However, we had a bunch of IO related to the interlock subsystem that we were hard pressed to find room for in the new mount computer. So, what we did was to leave the 26 volt IO (as well as a 16 bit ADC converter - the acromag VME board) in the old mount chassis, which at this point in time was renamed the "interlock" computer.
In a properly operating system, things work like this:
It is vital to note that interpretting event log information during a communication failure is highly uncertain. Information may or may not be getting to the event log from either the mount or interlock crates. Either crate may be performing actions for which the usual messages are not making their way to the logs.
It is also important to note that there is uncertainty about the timestamps in the event log. We have 3 computers participating with unsynchronized clocks. We do not know what network latencies may exist between a log message being sent and it being entered in the log. In any event, the times logged are the time in the computer running the log server (typically hacksaw) at the time the message is received and entered into the log, not the time when the event occurred.
The mount crate has an 0.5 second timeout running while waiting for data packets. If this timeout expires, it indicates that 5 data messages have not been received. If this happens, it will emit the message: "Interlock comm failure". It would like to kill the drives, but does not expect to be able to if communication has failed. When and if it does again receive a valid data packet, it will kill the drives (this cleans up a bunch of state in the mount code). It does not send heartbeat signals if it is not receiving data from the interlock crate. Only the interlock crate has the ability to kill the drives in the event of a communication failure. It will do so if it does not receive heartbeat signals, but additionally the watchdog will expire and kill the drives.
The interlock crate also has a 0.5 second timeout running while waiting for heartbeat packets. Once 10 of these timeouts have occurred (after 5 seconds), it announces: "lost heartbeat, killing drives". By this time though, the watchdog has already (3 seconds ago) killed the drives.
In practice, what we see is that the watchdog kills the drive in about 2 seconds. The interlock notices that the drive enabling signal has been lost and confirms this killing of drives (keeping software state consistent as it does for all ready chain situations). If communication is ever restored, the mount will also command a kill of the drives as the last participant in this beating of a dead horse.
Thu May 31, 2012 03:25:54.793 MOUNT (128.196.100.228) Interlock comm failure Thu May 31, 2012 03:25:54.6210 INTERLOCK (128.196.100.26) Chain kills alt drives outbits: 111100000000000000001010000000000000000000000000 inbits: 111111111111111000010001011111101111111111000110100110110000111100011011000000000001100001111000 [DETAILS] Thu May 31, 2012 03:25:57.5127 INTERLOCK (128.196.100.26) lost heartbeat, killing drives Thu May 31, 2012 03:26:08.775 MOUNT (128.196.100.228) Killed ALT drive due to: DAC out of range Thu May 31, 2012 03:26:24.753 MOUNT (128.196.100.228) Rotator drives shutting down NE head: 70.18997 Thu May 31, 2012 03:26:24.1054 MOUNT (128.196.100.228) F check (Excess PERR) killing DEROT axisHere we have event log messages from both the mount and interlock computers.
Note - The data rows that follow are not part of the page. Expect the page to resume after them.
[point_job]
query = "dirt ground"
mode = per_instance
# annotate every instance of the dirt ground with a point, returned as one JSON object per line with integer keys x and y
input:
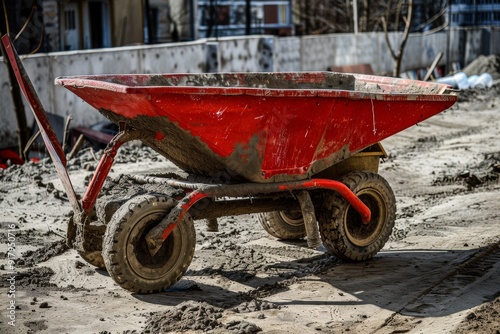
{"x": 439, "y": 272}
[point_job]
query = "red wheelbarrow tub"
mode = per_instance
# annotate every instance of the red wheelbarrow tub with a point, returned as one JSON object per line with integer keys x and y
{"x": 262, "y": 127}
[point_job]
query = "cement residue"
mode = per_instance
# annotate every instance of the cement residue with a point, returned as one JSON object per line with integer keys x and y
{"x": 482, "y": 320}
{"x": 325, "y": 80}
{"x": 32, "y": 258}
{"x": 196, "y": 316}
{"x": 188, "y": 315}
{"x": 484, "y": 64}
{"x": 35, "y": 277}
{"x": 487, "y": 171}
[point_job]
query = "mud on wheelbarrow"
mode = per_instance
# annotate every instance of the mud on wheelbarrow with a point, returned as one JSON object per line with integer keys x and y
{"x": 301, "y": 149}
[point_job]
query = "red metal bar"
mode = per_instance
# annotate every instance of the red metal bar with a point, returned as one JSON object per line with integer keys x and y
{"x": 102, "y": 171}
{"x": 49, "y": 137}
{"x": 192, "y": 198}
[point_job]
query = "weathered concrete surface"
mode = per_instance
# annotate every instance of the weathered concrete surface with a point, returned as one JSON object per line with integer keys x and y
{"x": 235, "y": 54}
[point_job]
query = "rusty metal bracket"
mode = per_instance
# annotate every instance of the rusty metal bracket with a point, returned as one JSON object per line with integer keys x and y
{"x": 49, "y": 137}
{"x": 160, "y": 232}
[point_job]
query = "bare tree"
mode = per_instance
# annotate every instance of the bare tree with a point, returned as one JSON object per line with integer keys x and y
{"x": 398, "y": 55}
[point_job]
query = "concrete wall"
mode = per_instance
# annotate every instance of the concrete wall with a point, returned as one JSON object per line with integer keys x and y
{"x": 238, "y": 54}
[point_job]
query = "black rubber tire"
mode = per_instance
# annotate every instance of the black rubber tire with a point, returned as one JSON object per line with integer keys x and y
{"x": 125, "y": 252}
{"x": 93, "y": 257}
{"x": 342, "y": 231}
{"x": 283, "y": 224}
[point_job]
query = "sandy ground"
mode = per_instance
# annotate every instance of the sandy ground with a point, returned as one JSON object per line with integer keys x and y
{"x": 439, "y": 272}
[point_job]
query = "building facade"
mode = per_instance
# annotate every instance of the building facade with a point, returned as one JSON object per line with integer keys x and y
{"x": 468, "y": 13}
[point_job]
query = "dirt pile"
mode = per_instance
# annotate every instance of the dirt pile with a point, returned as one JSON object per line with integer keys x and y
{"x": 484, "y": 64}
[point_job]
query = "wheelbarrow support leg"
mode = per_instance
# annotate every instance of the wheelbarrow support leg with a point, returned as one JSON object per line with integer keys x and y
{"x": 310, "y": 222}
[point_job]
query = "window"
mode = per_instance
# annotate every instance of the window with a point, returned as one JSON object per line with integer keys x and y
{"x": 69, "y": 20}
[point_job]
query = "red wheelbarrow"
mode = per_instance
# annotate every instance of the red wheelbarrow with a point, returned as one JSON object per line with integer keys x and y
{"x": 301, "y": 149}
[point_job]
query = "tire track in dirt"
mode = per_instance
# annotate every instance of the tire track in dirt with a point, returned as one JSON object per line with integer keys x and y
{"x": 472, "y": 279}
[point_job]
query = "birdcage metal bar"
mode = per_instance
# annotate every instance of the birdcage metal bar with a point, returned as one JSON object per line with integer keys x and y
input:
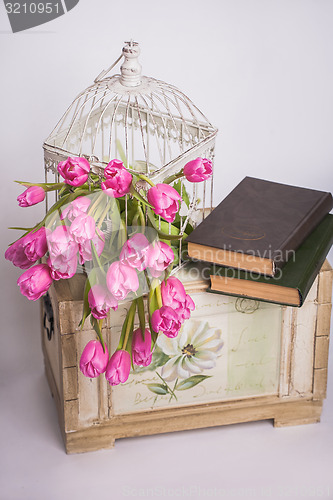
{"x": 158, "y": 126}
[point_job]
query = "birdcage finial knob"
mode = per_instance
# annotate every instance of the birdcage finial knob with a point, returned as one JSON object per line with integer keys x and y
{"x": 131, "y": 68}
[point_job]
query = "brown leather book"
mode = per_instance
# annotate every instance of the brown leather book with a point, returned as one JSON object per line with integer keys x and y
{"x": 259, "y": 225}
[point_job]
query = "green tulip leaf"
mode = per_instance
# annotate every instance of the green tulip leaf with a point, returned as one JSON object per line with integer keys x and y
{"x": 190, "y": 382}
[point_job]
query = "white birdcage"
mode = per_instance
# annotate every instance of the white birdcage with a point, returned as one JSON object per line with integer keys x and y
{"x": 149, "y": 124}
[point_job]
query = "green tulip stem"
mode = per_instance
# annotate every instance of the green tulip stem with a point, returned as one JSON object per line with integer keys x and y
{"x": 159, "y": 296}
{"x": 129, "y": 326}
{"x": 173, "y": 177}
{"x": 102, "y": 217}
{"x": 95, "y": 203}
{"x": 142, "y": 177}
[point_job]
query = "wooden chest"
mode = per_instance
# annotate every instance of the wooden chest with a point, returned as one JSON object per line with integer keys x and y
{"x": 272, "y": 365}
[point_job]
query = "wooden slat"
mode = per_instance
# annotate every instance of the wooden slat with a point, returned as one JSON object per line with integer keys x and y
{"x": 70, "y": 384}
{"x": 323, "y": 320}
{"x": 321, "y": 352}
{"x": 319, "y": 383}
{"x": 103, "y": 436}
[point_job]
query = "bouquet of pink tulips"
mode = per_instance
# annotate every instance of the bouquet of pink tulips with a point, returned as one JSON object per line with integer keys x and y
{"x": 113, "y": 227}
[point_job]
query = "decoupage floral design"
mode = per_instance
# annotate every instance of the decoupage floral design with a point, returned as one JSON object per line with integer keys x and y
{"x": 184, "y": 360}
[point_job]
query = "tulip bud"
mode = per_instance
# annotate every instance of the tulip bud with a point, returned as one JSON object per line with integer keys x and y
{"x": 100, "y": 301}
{"x": 118, "y": 368}
{"x": 141, "y": 349}
{"x": 35, "y": 282}
{"x": 117, "y": 179}
{"x": 165, "y": 200}
{"x": 74, "y": 170}
{"x": 31, "y": 196}
{"x": 167, "y": 321}
{"x": 121, "y": 279}
{"x": 159, "y": 257}
{"x": 94, "y": 360}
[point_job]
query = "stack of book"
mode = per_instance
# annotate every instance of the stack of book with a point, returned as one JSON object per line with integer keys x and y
{"x": 265, "y": 241}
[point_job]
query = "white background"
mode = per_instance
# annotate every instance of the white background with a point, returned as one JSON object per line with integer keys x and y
{"x": 262, "y": 71}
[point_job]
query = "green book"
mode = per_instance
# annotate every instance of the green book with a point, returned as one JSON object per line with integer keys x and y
{"x": 291, "y": 284}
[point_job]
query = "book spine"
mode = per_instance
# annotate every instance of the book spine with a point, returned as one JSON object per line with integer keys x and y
{"x": 302, "y": 231}
{"x": 315, "y": 265}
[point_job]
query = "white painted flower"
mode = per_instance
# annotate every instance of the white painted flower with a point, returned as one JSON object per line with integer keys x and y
{"x": 194, "y": 350}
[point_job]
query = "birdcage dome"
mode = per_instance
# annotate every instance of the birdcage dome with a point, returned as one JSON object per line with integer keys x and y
{"x": 151, "y": 125}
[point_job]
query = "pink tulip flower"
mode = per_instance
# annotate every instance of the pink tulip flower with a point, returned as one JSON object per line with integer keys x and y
{"x": 141, "y": 349}
{"x": 74, "y": 170}
{"x": 134, "y": 252}
{"x": 165, "y": 201}
{"x": 61, "y": 243}
{"x": 173, "y": 294}
{"x": 85, "y": 252}
{"x": 118, "y": 368}
{"x": 61, "y": 267}
{"x": 188, "y": 306}
{"x": 31, "y": 196}
{"x": 101, "y": 301}
{"x": 78, "y": 207}
{"x": 198, "y": 170}
{"x": 35, "y": 282}
{"x": 94, "y": 360}
{"x": 83, "y": 228}
{"x": 117, "y": 179}
{"x": 167, "y": 321}
{"x": 27, "y": 250}
{"x": 121, "y": 279}
{"x": 160, "y": 255}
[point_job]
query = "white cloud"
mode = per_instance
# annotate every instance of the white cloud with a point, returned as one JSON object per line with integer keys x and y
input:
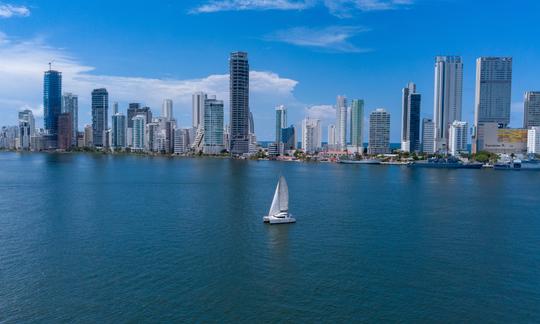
{"x": 334, "y": 38}
{"x": 240, "y": 5}
{"x": 21, "y": 85}
{"x": 9, "y": 11}
{"x": 339, "y": 8}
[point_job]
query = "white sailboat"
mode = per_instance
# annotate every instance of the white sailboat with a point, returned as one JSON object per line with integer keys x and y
{"x": 279, "y": 211}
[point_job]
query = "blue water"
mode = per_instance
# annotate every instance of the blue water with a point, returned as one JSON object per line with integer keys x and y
{"x": 95, "y": 238}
The watchdog kills the drives at about the same time that the mount realizes that it is not getting data from the interlock computer.
The "DAC out of range" message (14 seconds later) is due to servo windup after the amplifier has been switched off and the drives killed. The mount computer has no idea that the servo amplifier is turned off and is still trying to control the telescope.
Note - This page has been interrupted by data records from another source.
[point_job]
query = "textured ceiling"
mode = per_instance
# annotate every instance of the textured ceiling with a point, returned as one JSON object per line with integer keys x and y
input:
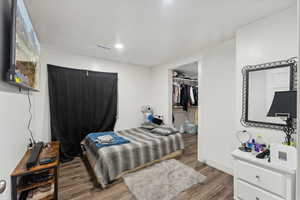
{"x": 153, "y": 31}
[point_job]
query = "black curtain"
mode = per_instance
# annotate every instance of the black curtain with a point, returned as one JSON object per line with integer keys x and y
{"x": 81, "y": 102}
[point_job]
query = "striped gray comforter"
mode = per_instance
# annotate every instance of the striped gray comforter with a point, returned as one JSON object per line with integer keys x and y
{"x": 144, "y": 147}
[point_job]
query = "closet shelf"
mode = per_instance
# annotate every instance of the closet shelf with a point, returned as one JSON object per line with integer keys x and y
{"x": 180, "y": 107}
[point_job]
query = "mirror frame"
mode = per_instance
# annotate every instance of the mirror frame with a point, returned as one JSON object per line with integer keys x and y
{"x": 292, "y": 63}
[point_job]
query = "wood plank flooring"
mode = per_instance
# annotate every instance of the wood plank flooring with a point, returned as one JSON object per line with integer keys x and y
{"x": 75, "y": 181}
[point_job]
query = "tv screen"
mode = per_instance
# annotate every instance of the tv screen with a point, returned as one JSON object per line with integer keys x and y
{"x": 25, "y": 65}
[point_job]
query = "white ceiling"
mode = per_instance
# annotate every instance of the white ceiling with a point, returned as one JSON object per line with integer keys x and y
{"x": 153, "y": 31}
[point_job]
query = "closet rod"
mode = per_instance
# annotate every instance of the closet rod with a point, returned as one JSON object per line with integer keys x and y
{"x": 184, "y": 79}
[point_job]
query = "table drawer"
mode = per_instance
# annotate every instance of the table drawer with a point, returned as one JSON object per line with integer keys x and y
{"x": 246, "y": 191}
{"x": 261, "y": 177}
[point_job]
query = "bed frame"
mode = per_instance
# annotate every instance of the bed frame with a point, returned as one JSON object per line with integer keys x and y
{"x": 90, "y": 162}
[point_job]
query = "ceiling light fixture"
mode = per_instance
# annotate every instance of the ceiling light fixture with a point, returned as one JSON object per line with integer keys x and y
{"x": 168, "y": 2}
{"x": 103, "y": 47}
{"x": 119, "y": 46}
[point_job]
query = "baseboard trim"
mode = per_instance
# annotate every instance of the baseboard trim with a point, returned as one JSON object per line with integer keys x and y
{"x": 219, "y": 166}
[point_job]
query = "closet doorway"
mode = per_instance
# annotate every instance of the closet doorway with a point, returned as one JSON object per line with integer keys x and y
{"x": 185, "y": 98}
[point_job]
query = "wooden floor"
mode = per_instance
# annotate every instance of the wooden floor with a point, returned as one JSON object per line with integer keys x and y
{"x": 76, "y": 183}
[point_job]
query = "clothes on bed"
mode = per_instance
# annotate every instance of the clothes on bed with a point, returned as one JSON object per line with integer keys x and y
{"x": 116, "y": 140}
{"x": 164, "y": 131}
{"x": 149, "y": 125}
{"x": 105, "y": 139}
{"x": 143, "y": 148}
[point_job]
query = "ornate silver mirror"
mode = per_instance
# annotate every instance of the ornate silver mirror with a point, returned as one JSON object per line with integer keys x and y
{"x": 260, "y": 82}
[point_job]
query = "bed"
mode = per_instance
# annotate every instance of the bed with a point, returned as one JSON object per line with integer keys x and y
{"x": 145, "y": 148}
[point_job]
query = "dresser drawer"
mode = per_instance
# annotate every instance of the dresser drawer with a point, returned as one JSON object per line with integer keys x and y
{"x": 249, "y": 192}
{"x": 261, "y": 177}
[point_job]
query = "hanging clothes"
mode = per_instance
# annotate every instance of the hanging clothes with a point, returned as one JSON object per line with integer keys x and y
{"x": 192, "y": 96}
{"x": 185, "y": 97}
{"x": 176, "y": 93}
{"x": 195, "y": 92}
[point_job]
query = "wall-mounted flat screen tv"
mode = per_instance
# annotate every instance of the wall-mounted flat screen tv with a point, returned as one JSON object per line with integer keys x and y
{"x": 25, "y": 50}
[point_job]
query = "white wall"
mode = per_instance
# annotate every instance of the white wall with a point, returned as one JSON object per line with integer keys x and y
{"x": 217, "y": 106}
{"x": 13, "y": 108}
{"x": 270, "y": 39}
{"x": 14, "y": 135}
{"x": 134, "y": 83}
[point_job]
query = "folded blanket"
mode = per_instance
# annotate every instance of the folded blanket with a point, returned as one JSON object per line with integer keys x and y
{"x": 117, "y": 140}
{"x": 105, "y": 139}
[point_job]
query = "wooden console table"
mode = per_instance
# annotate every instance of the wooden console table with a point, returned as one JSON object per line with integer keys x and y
{"x": 21, "y": 171}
It is curious that the Rotator drives do not get killed by the watchdog.
I intend to make a code change where the mount will do a drive kill when it first detects a "comm failure". This will avoid the servo windup when the watchdog turns off the amplifiers.
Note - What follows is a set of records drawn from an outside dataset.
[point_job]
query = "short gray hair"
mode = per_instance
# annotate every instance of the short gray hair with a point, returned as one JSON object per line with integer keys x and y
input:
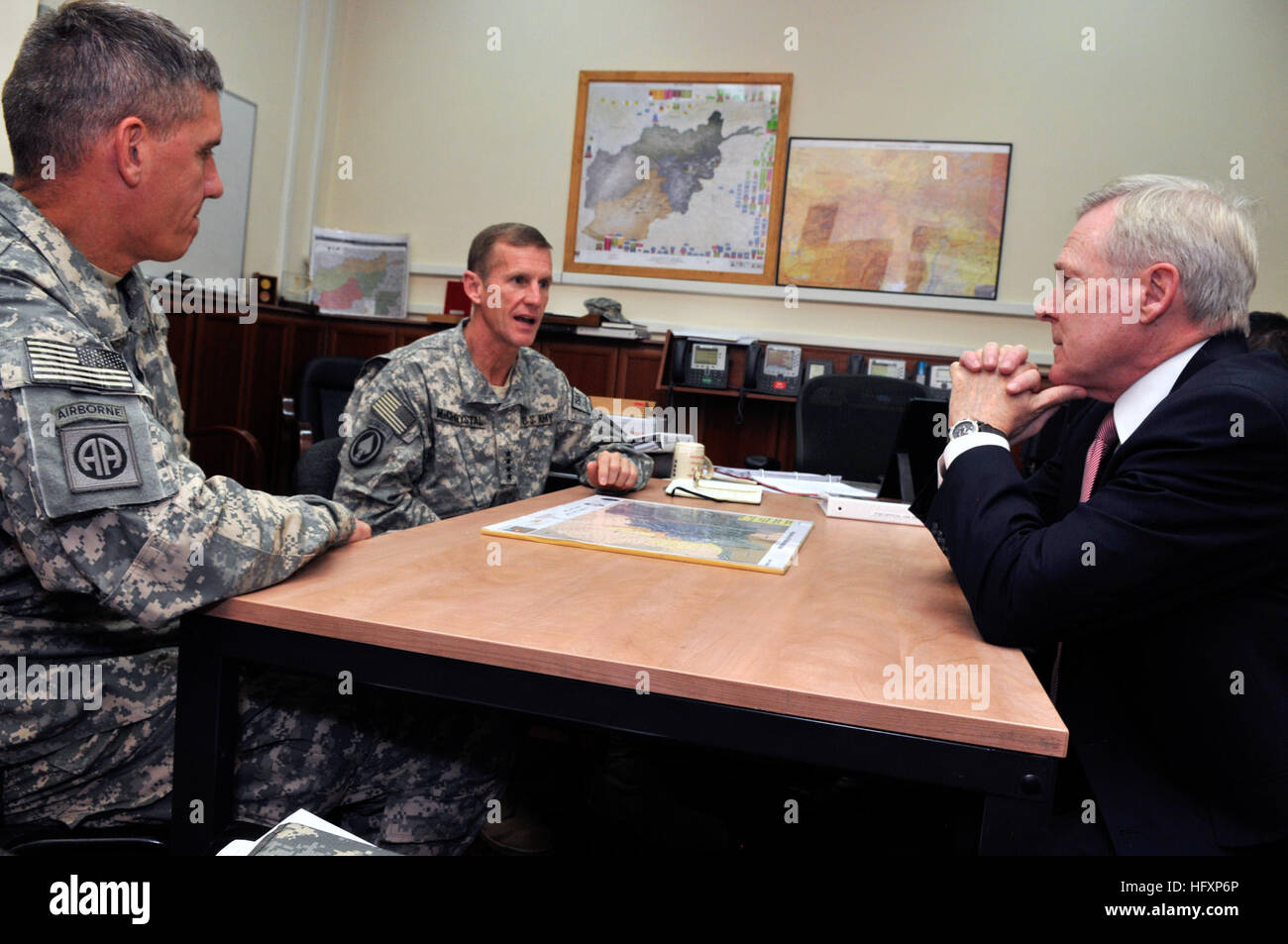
{"x": 1205, "y": 233}
{"x": 520, "y": 235}
{"x": 85, "y": 67}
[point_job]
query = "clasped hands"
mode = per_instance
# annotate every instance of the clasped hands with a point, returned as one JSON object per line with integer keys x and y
{"x": 999, "y": 385}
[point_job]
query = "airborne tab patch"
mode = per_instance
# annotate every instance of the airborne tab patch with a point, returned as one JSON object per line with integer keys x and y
{"x": 88, "y": 410}
{"x": 65, "y": 365}
{"x": 99, "y": 458}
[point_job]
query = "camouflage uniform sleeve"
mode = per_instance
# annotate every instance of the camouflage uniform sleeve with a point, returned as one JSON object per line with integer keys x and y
{"x": 587, "y": 432}
{"x": 159, "y": 541}
{"x": 387, "y": 450}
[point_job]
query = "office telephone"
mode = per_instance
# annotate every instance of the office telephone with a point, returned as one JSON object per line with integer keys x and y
{"x": 699, "y": 364}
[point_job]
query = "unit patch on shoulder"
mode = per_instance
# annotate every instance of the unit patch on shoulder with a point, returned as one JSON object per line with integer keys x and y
{"x": 394, "y": 415}
{"x": 366, "y": 446}
{"x": 65, "y": 365}
{"x": 99, "y": 458}
{"x": 539, "y": 420}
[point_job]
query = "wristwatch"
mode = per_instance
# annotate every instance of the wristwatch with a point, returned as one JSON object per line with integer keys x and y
{"x": 965, "y": 426}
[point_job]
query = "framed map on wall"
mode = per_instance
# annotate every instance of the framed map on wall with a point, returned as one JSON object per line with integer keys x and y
{"x": 913, "y": 217}
{"x": 678, "y": 174}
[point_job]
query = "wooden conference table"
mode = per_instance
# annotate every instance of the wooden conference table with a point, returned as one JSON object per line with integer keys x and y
{"x": 795, "y": 666}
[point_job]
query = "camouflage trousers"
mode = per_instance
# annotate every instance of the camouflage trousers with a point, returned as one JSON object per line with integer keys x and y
{"x": 408, "y": 773}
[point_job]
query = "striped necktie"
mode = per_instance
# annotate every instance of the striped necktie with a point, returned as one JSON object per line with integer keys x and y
{"x": 1107, "y": 437}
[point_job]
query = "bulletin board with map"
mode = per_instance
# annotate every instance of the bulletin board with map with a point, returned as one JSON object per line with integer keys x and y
{"x": 914, "y": 217}
{"x": 362, "y": 274}
{"x": 675, "y": 532}
{"x": 678, "y": 174}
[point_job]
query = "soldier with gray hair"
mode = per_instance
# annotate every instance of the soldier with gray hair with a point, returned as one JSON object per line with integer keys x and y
{"x": 475, "y": 417}
{"x": 108, "y": 531}
{"x": 1146, "y": 554}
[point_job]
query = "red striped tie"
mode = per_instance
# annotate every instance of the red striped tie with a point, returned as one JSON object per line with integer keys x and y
{"x": 1107, "y": 437}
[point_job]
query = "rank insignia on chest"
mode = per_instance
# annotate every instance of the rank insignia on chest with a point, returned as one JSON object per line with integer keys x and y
{"x": 394, "y": 415}
{"x": 539, "y": 419}
{"x": 65, "y": 365}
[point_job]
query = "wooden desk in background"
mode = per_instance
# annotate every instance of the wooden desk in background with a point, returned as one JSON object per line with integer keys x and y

The operators log indicates that the GUI's "went white" and were not updating. Skip says that he could not ping the mount, and only the mount was rebooted.
It is worthy of note that the mount was able to make event log entries during the start of the problem, and again some 32 seconds later, but eventually was entirely unresponsive.
Fri Jun 08, 2012 20:37:10.4950 INTERLOCK (128.196.100.26) Chain kills alt drives outbits: 111100000000000000001010000000000000000000000000 inbits: 111111111111111000010001011111101111111111000110011010110000111100111111000000000001101001111000 [DETAILS] Fri Jun 08, 2012 20:37:13.3995 INTERLOCK (128.196.100.26) lost heartbeat, killing drives .... .... .... Fri Jun 08, 2012 20:53:37.3297 INTERLOCK (128.196.100.26) End of heartbeat outage after 1965 missing (interlock)Here we have just the opposite situation - no messages are making it to the event log from the mount crate and we have only the interlock crates side of the story. It was necessary to reboot the mount crate to recover from whatever went wrong (which included the GUI interfaces whiting out). We are pretty sure it was not responding to pings prior to the reboot, but aren't sure. The interlock crate apparently recovered by itself after the wait of 1965 timeouts. (16.4 minutes ??).